# Algorithms for Causal Discovery

February 7, 2017

This article considers the problem of estimating the structure of the causal DAG given some observational data.

How difficult is it to learn a DAG?

The number of DAGs for $n$ nodes increases super exponentially in $n$.

The entire list upto $n=40$ can be found here.

From what I have read so far, there are three major methods to learn causal structures. They are

1. Methods based on Independence Tests
2. Score based methods
3. Methods based on making assumptions about the distribution

The first two methods estimate the true causal DAG upto the Markov equivalent class. What that means is that the final DAG that is output from the algorithm may contain undirected edges (formally called CPDAG - completed partially directed acyclic graph). Algorithms in the third method claim to estimate the true causal DAG, assuming that the required conditions are met.

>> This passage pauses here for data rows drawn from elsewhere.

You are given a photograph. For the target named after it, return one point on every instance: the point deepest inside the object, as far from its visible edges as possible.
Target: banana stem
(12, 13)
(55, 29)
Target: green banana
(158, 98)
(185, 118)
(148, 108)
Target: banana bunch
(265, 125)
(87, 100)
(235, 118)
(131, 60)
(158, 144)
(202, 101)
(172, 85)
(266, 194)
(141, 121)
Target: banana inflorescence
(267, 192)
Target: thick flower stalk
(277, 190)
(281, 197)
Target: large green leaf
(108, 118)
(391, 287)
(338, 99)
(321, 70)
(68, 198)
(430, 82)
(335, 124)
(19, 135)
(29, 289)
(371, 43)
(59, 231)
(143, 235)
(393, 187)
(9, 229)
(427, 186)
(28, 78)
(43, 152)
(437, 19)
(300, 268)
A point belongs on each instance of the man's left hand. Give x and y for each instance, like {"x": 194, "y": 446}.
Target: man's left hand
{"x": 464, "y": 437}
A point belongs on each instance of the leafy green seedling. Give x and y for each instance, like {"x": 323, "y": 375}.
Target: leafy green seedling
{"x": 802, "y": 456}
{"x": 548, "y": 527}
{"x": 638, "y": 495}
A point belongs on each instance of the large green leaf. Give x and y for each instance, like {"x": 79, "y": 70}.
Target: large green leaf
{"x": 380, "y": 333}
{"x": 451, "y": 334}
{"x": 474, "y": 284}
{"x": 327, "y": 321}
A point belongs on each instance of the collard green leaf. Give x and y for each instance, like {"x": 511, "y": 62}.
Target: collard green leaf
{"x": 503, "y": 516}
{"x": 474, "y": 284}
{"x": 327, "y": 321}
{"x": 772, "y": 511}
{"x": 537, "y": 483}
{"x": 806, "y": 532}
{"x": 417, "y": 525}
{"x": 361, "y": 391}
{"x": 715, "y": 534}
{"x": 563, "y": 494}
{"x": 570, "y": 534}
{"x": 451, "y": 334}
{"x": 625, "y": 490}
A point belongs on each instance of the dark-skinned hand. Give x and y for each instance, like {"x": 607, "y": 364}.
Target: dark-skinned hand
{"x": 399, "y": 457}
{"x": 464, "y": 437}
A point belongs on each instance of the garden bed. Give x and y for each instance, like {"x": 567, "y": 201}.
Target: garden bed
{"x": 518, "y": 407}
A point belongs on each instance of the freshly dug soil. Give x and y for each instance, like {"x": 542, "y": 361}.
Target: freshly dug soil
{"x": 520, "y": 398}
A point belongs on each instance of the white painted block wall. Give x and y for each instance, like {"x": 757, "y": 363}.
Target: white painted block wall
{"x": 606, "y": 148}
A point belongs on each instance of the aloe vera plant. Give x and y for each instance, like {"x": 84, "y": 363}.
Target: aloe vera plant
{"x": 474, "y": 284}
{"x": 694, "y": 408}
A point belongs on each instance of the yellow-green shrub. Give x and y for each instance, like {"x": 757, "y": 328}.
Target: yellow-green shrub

The following is an overview of the algorithms in each method.

### Methods based on Independence Tests

Consider three variables $A$, $B$ and $C$. Let us assume that there are no unobserved variables. These variables can be arranged in four ways. Figures 1,2 and 3 represent the same set of conditional independence relationships between the three variables, and Figure 4 represents a different set of conditional independence relationships.

Let us consider Figure 4, with $A$ and $C$ both pointing towards $B$ (This is sometimes called a collider). $A$ and $C$ are dependent conditioned on $B$. One way to understand this is to consider $A$ and $C$ as the outcomes of coin tosses of two separate coins, and $C$ as a random variable that takes the value of $1$ if both coins give the same outcome, and $0$ otherwise. The two coin tosses are independent unconditionally. But, once we know the value of $B$, $A$ and $C$ are dependent on each other.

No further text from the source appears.